なお、OTHはGlobal Telecom Holding (GTH)、VimpelComはVEONに社名を変更している。
OIHは移動体通信分野としては朝鮮民主主義人民共和国(以下、北朝鮮)、レバノン、エジプトの事業を承継したが、エジプトでは2015年に撤退を完了し、2020年にはレバノンからも撤退する見込み。
OIHはOTHの時代から移動体通信分野の事業を大幅に縮小しており、2018年に電気通信および技術分野を主軸とする企業から様々な分野で投資する企業に生まれ変わる戦略を反映して社名を変更した。

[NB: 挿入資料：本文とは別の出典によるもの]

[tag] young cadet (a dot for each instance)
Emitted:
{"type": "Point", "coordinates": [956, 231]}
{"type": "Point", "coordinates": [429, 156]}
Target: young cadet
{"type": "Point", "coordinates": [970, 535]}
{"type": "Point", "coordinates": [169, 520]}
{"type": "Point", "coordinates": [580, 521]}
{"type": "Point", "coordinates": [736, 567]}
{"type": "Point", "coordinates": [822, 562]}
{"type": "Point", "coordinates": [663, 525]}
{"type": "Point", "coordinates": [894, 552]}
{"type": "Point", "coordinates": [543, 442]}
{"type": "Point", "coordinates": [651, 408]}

移動体通信分野の事業を縮小する中で、移動体通信分野の事業はレバノンから撤退すれば北朝鮮のみとなる可能性も生じたが、新たにアンゴラに参入することが決定的となった。
OIHがOTHの時代を含めて移動体通信事業者を新たに立ち上げる事例は2008年にkoryolink (高麗網)として商用化した北朝鮮のCHEO Technology JV Company (逓オ技術合作会社)以来となり、旧社名の時期も含めてOIHとしては初めて新たな移動体通信事業者を立ち上げることになる。
アンゴラでは2017年に38年にもわたる長期政権が終わりを迎え、新政権の発足に伴い電気通信分野の改革など各分野で新たな政策を打ち出している。
携帯通信サービスの人口普及率は40%前後と低い状況から、アンゴラ通信庁は3社目と4社目の移動体通信事業者を迎え入れる方針を固めた経緯がある。